Priscila “Precy” Moreto, a 67-year-old employee in the City Controller’s Office, was run over and killed by a tour trolley driver within a wide, clearly-marked mid-block crosswalk on Polk Street, leading to the steps of City Hall, at about 11:30 a.m. yesterday.

About 20 minutes earlier and just across the Civic Center Plaza, at McAllister and Larkin Streets, city officials had just wrapped up a groundbreaking ceremony for pedestrian safety upgrades along two blocks of McAllister. In attendance were D6 Supervisor Jane Kim, Walk SF Executive Director Nicole Schneider, and SF County Transportation Authority Director Tilly Chang.

None of those who attended the event, myself included, were apparently aware of the death until they heard reports about it later in the day.

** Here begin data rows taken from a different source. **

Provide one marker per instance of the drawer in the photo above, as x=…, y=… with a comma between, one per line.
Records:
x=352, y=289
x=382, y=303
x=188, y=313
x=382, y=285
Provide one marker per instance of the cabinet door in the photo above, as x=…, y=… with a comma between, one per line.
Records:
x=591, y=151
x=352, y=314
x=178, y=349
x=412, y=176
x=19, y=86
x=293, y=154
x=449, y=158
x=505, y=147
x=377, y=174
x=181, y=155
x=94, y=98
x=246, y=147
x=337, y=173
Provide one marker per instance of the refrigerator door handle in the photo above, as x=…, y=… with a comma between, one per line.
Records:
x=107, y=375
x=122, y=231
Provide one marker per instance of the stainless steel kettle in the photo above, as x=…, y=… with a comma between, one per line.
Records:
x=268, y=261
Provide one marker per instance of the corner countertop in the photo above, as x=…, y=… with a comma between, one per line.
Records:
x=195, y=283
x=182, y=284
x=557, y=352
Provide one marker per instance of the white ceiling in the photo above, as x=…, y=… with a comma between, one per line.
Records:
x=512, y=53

“Yesterday morning, the pedestrian safety crisis hit home at City Hall’s doorstep,” Kim said in a statement today, noting that “the central crosswalk in front of City Hall yields heavy pedestrian traffic as constituents, workers and tourists alike travel to and from this historic building.” Supervisors themselves can often be found using the crosswalk.

Moreto was run over by the driver of a tour vehicle designed to look like a cable car on rubber tires, operated by Classic Cable Car Charters, which issued a statement saying “our thoughts and prayers are with the pedestrian and her family.”

Mayor Ed Lee issued a statement saying that “Precy was a dedicated employee who served our city and residents with great distinction.”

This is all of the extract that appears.